Night didn’t like wearing a collar at all. Nor was it easy to teach Night how to go for walks on a lead. All Night did was to chew the lead and get tangled up in it. Whirlwind watched what was happening, with a broad grin on his face. But Lukas didn’t give up. He knew that Night would have to learn, or there would be problems.
It was a long, hot summer in the caravan. Lukas took Night to the little cabin he’d built the previous year — it was really only a gap between two big rocks, with a roof and a back and a door. It had collapsed during the winter, and split open in two places. Lukas made a new roof using branches and pine twigs with lots of needles, and when you stood outside and looked at it, it wasn’t easy to see that there was a cabin there at all. Lukas crept inside, and let Night off the lead. They often stayed in there for hours on end. Lukas would close his eyes and imagine that they were far, far away in the troll world. Only when he heard Beatrice shouting to say that they should come and eat would he put Night back on his lead, and crawl out of the cabin.
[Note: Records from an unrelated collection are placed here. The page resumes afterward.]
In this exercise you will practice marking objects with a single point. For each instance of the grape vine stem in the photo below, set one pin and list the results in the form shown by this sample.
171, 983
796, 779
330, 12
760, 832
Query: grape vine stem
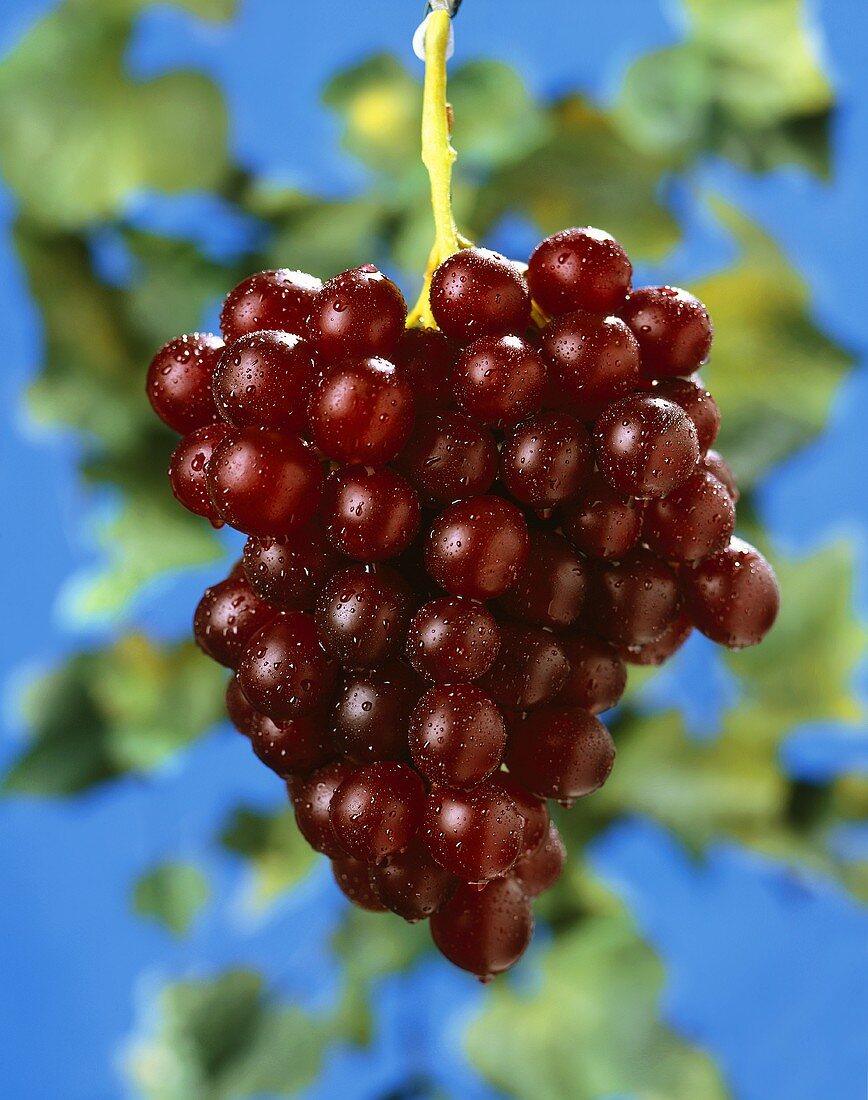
438, 157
‘You’ll have to shout for Night as well,’ he said to Mum. ‘He’s also hungry.’
‘Oh, I forgot that,’ said Beatrice. ‘I’ll try to remember next time.’
Whirlwind had his own set of friends, and didn’t have time to annoy Lukas and Night during the summer. He spent most nights in a tent with his pals, and so Lukas could be alone in his little bed in the caravan with Night. Axel and Beatrice didn’t mind Night jumping up onto their bed during the night. Lukas grew more and more calm, the longer summer went on. Nobody was going to take his cat away from him!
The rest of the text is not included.